Aujourd’hui, je voudrais te parler d’une artiste qui fait un travail extraordinaire. Elle s’appelle Judit Just, vit aux Etats-Unis et tisse avec passion des couleurs et des matières bien truculentes.
Je te propose de trouver ici une traduction d’un article paru sur le blog de Sarah K. Benning, artiste textile spécialisée dans la borderie.
Jujujust, artiste textile
Judit Just est une artiste textile née à Barcelone en Espagne. Elle vit actuellement à Asheville, Caroline du Nord, où elle s’est installée en 2013. Elle y développe son activité et sa marque connue sous le nom de Jujujust. Elle a étudié la mode, la sculpture et l’art textile où elle s’est spécialisé en tissage et en broderie. Judit a grandi dans un milieu où le textile était présent et tient de sa mère ses compétences en matière de tissage. Elle a su récupérer d’anciennes techniques de tissage et leurs donner une nouvelle dimension à travers la couleur et des matières vintages.
Retrouvez ici son étonnant travail sur Instagram et sa boutique Etsy.
S.K.B : J’ai commencé ma série #craftwithconscience comme une façon de promouvoir à la fois le travail d’autres artistes et de discuter de la complexité des problèmes liés à l’inspiration et au fait de devoir développer son propre vocabulaire visuel. Internet est un outil qui prend une place de plus en plus importante dans la vie et le business de beaucoup d’artistes. Pourrais-tu nous dire quelques mots à propos du rôle qu’internet joue dans ta vie artistique et professionnelle ? De quelles façon Internet et/ou les réseaux sociaux ont impactés ton processus créateur ?

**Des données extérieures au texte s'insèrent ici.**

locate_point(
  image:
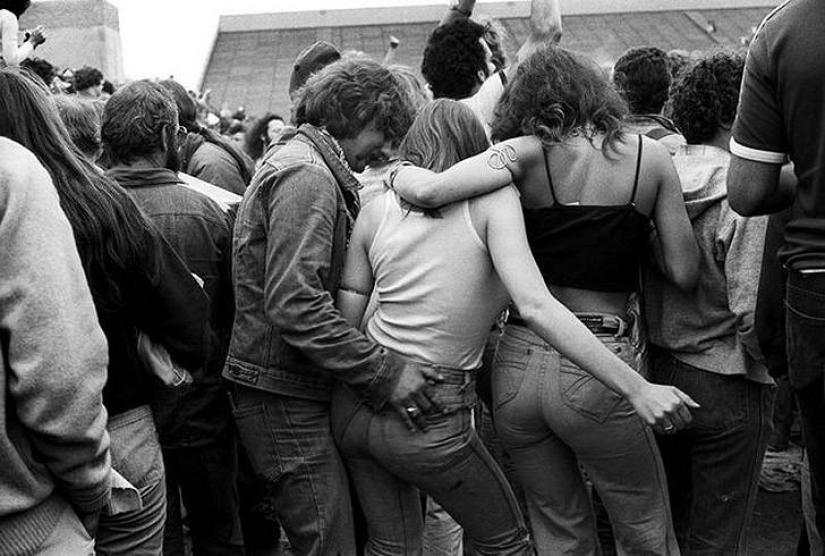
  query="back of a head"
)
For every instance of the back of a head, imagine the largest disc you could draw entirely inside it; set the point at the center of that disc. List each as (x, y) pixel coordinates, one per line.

Jujujust : J’ai commencé de façon inattendue sur etsy et Instagram. Je n’avais pas du tout l’intention de créer une boutique. Tout a vraiment commencé en 2012, lorsque je terminais mon dernier projet textile pour mon diplôme. J’ai commencé à vendre certaines de mes créations, des travaux d’école tissés ou d’autres travaux plus créatifs. J’ai essayé de les vendre sur mon site. J’avais besoin de la vendre vite parce qu’à cette époque, je voulais m’installer aux Etats-Unis. Des clients ont commencé à me demander des variantes de certaines de mes tapisseries disponibles en ligne. J’ai eu de plus en plus de demande et j’ai dû faire des commandes personnalisées. Après quelques temps et beaucoup de travail, en même temps que la création de mon compte Instagram, tout a soudainement explosé, juste au moment de ce « mouvement tapisserie » qui se développe depuis un certain temps. Je me dis souvent que ça a marché pour moi parce que j’étais là au bon moment et que tous ces éléments combinés m’ont aidée à arriver là où je suis aujourd’hui. Sans internet et les réseaux sociaux, je ne pourrais pas faire ce que je fais et surtout, je ne pourrais pas en vivre. Même si cela est parfois un réel défi, je suis reconnaissante à cette époque où nous vivons car tout est possible si vous êtes persévérant.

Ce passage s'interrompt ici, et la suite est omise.